Rusia akhirnya mengungkap alasan di balik jatuhnya rezim Presiden Bashar al-Assad di Suriah. Menurut Moskow, Amerika Serikat (AS) berkontribusi besar dalam tumbangnya kekuasaan Assad. Menteri Luar Negeri Rusia Sergey Lavrov mengatakan penyebab utama tumbangnya rezim sekutu Moskow itu adalah kehadiran militer AS di provinsi-provinsi kaya minyak Suriah serta sanksi ekonomi yang melumpuhkan yang diberlakukan selama bertahun-tahun.
Kelompok oposisi bersenjata yang dipimpin oleh Hayat Tahrir-al-Sham (HTS) melancarkan serangan mendadak pada akhir November, mengambil alih sebagian besar wilayah Suriah dan merebut ibu kota, Damaskus, dalam hitungan hari. Pasukan pemerintah Assad tidak memberikan perlawanan sama sekali, dan Assad beserta keluarganya melarikan diri ke Rusia, tempat mereka diberikan suaka.
Dalam wawancara dengan kantor berita TASS pada hari Senin (30/12/2024), Lavrov mengatakan: “Salah satu alasan memburuknya situasi adalah ketidakmampuan mantan pemimpin untuk memenuhi kebutuhan dasar penduduk di tengah konflik sipil yang berkepanjangan.” “Sebagian besar kesalahan atas hal ini terletak pada Washington, yang secara de facto telah menduduki wilayah timur laut Suriah yang paling kaya sumber daya, dan juga memberikan tekanan sanksi yang serius terhadap Damaskus,” kata diplomat tersebut.
Dia mengeklaim bahwa “pencekikan” ekonomi oleh Washington ini telah mengakibatkan ketidakpuasan di antara penduduk Suriah.
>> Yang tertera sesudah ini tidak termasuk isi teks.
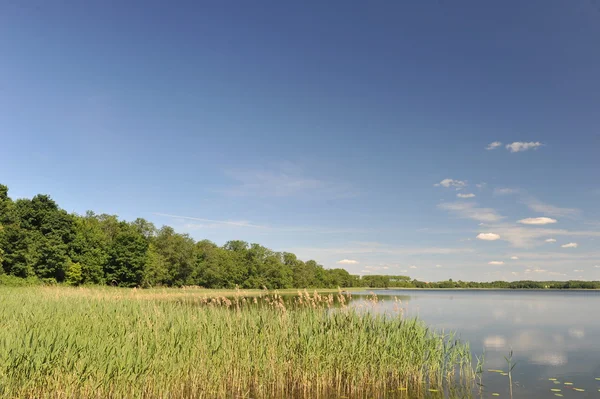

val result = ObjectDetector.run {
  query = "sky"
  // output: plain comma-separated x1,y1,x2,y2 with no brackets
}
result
0,0,600,281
Menurut Lavrov, menghadapi kondisi ekonomi yang buruk, pemerintah Assad harus menerapkan tindakan yang tidak populer, yang pada gilirannya mengakibatkan protes. Sementara Moskow telah memberikan bantuan kemanusiaan kepada Damaskus, mantan penguasa tersebut gagal terlibat dalam dialog yang berarti dengan oposisi dan negara-negara tetangga.
Militer AS telah hadir di Suriah sejak awal tahun 2014, dengan tujuan yang dinyatakan untuk memerangi teroris Islamic State (IS) yang sebelumnya bernama ISIS. Pemerintah Assad secara konsisten mengecam kontingen Amerika sebagai penjajah, menuduh Washington mencuri sumber daya alam.
Minggu lalu, Pentagon mengungkapkan bahwa mereka memiliki sekitar 2.000 personel militer yang ditempatkan di pangkalan-pangkalannya di negara Timur Tengah tersebut, naik dari angka yang dilaporkan sebelumnya yaitu 900 personel. Rusia juga mempertahankan kehadiran militernya di Suriah, mengoperasikan pangkalan-pangkalan di Khmeimim dan Tartus.
Pada tahun 2017, Moskow dan Damaskus sepakat untuk menempatkan pasukan Rusia di sana selama 49 tahun. Lavrov mengatakan dengan berakhirnya pemerintahan Assad, Rusia siap untuk membahas masa depan instalasi militernya dengan otoritas baru, setelah masa transisi yang dinyatakan hingga 1 Maret 2025 berakhir.
Awal bulan ini, dia mengonfirmasi bahwa Rusia terus berhubungan dengan pemerintahan sementara baru di Damaskus guna menjamin keselamatan warga negara Rusia dan kedutaan besar di negara tersebut.